Get some cash pumped back into your business by applying for a government business grant. The key point to a grant is that you get to keep the money you’re given without ever having to pay it back, so you won’t be worrying about making repayments as you would be with a high street bank loan. Even if you are doubtful that your business venture will be eligible for this form of funding, its worth going through the application to see if you can make the cut or not. When it comes to saving money for your business, anything is worth a try.

Take things online

You need to be allowing your business to thrive in the right areas, in order to stand a chance in the modern world and the current digital age we’re living in. If your business focuses on items in the sportswear, clothing, travel, ticketing, or household goods categories you need to start focusing on online sales in order to maximise profits.

Clothing and sportswear are the two current largest sectors for e-commerce, closely followed by household goods, travel arrangements and event tickets, which were purchased online in 2019 by more than 40% of the UK’s population.

Online shopping certainly accounts for an increasing proportion of total sales, but the high street is most certainly not down for the count yet. There are many areas in which success is quite clear, especially over recent months.

Even for vendors who’ve been unable to fight-off online competition, there is still a high level of hope to be found if you go looking for it.
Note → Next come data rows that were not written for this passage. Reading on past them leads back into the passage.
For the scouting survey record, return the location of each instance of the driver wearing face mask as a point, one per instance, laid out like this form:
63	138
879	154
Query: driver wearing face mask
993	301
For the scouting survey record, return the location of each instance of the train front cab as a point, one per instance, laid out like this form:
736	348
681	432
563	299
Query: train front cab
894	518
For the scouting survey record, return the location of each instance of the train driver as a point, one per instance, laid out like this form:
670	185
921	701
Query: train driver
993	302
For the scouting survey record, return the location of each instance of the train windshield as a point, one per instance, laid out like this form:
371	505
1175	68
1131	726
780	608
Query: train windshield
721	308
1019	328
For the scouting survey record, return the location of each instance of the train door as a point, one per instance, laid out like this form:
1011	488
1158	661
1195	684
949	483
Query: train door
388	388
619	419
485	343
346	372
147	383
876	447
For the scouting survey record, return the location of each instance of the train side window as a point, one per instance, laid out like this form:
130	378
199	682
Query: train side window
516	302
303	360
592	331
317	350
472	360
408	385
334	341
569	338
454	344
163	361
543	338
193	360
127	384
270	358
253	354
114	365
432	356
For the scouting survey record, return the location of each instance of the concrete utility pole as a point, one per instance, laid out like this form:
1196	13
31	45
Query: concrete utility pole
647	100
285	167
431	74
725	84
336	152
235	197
A strong example of this was when entertainment retailer Zavvi, was forced into an unwanted insolvency in 2009, it fought its way to survive as an online distributor of DVDs, film merchandise, and home ware. Up to now, Savvy is thriving and can continue on with a positive outlook after recently celebrating its 10th birthday as a highly successful online retailer.

Talk to an Insolvency Practitioner

Speaking to an Insolvency Practitioner is often the first stage in dealing with a financial issue you already have, but, as the saying goes,’prevention is better than cure’ and who better to offer business advice on avoiding pitfalls than someone who deals with businesses in difficulty every day? With the nature of our profession being as it is, Insolvency Practitioners know how businesses get into trouble in the first place, the pitfalls which could have been avoided and as such, how to help you avoid making those mistakes.
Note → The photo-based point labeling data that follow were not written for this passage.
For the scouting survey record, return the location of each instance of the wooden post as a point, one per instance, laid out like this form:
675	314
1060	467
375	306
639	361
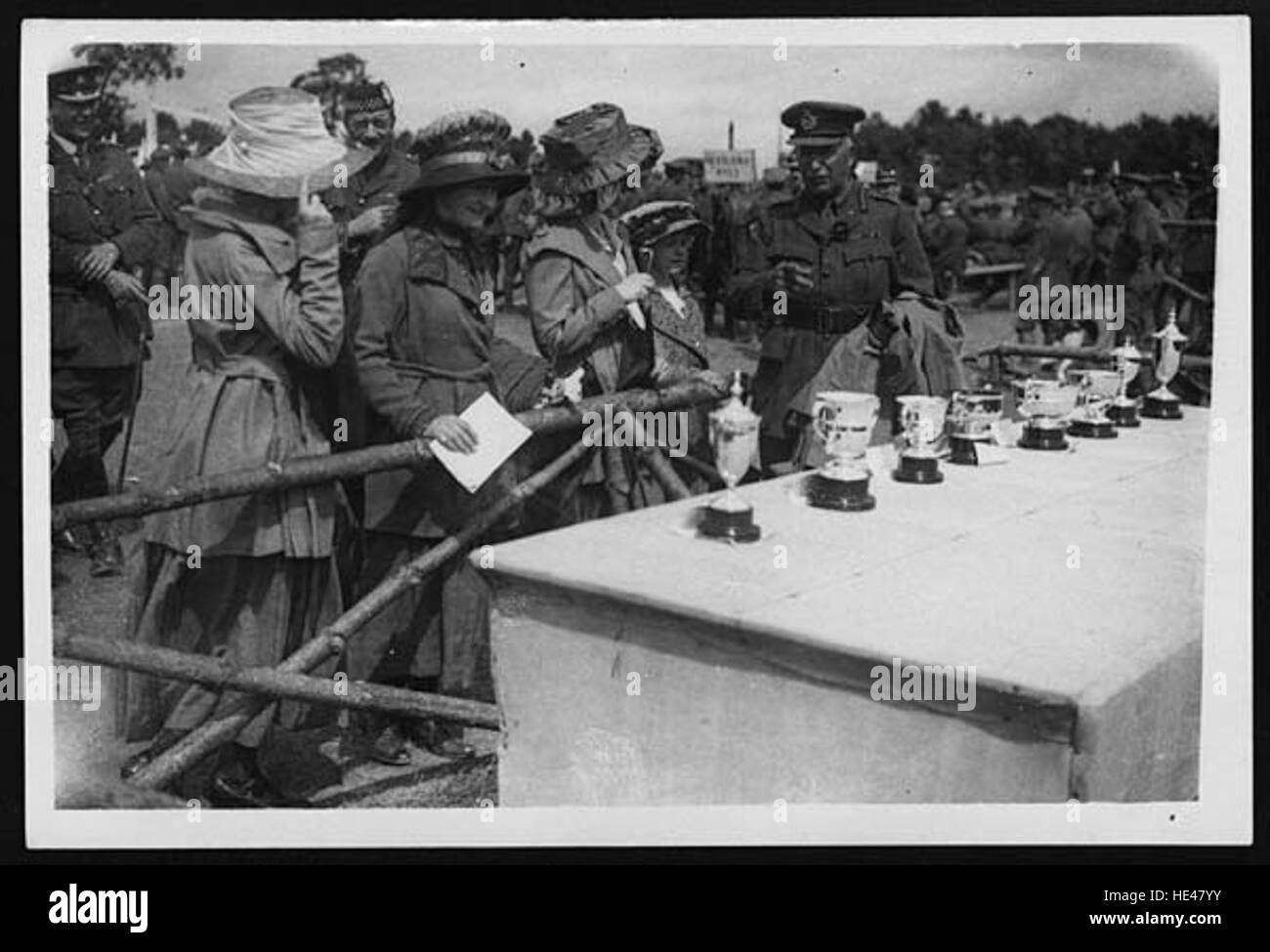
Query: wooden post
330	642
204	669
In short, the best way to avoid the kind of crisis that involves engaging the services of an Insolvency Practitioner, is to speak to one before you’re forced to. Take action now and get the advice which could well help you avert a crisis in the first place, which will almost always leave you better off than if you wait.
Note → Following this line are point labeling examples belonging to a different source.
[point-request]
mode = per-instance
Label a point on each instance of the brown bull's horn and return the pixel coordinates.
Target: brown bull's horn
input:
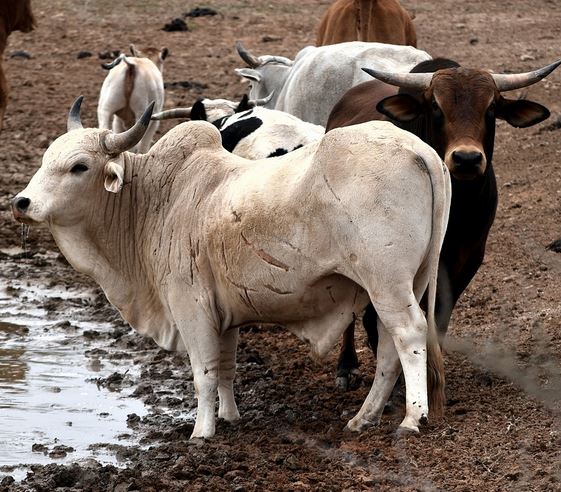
(418, 81)
(512, 81)
(260, 102)
(74, 122)
(173, 113)
(251, 60)
(115, 143)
You may be concerned about contacting an insolvency practitioner if you know you are not yet ready to close your company. In fact sometimes the best time to liquidate isn’t ‘as soon as possible’, but rather at a specific time in the future when you know a large job or contract will be fulfilled – ensuring your company is in an optimal position to realise funds for creditors and to meet any other liabilities.

Perhaps you know a contract is coming to an end and is unlikely to be renewed; or maybe you are in negotiations to secure funding or investment in your company, but need advice on how you should proceed if this does not happen.

In summary

Make sure your business is keeping up with the demands of the modern world and the digital market consumers now operate within. Also, look to do this the cheapest way possible, especially over the coming months. Nobody is going to look down on a business for asking for a bit of extra help during the pandemic, and more often than not we do want to support each other, rather than watch each other fall. If the pandemic has brought us closer together and allowed us to see that working as a unit rather than individuals is the way forward, it has also shown us that customer loyalty exists and that they want to help their favourite brands and businesses whenever they possibly can.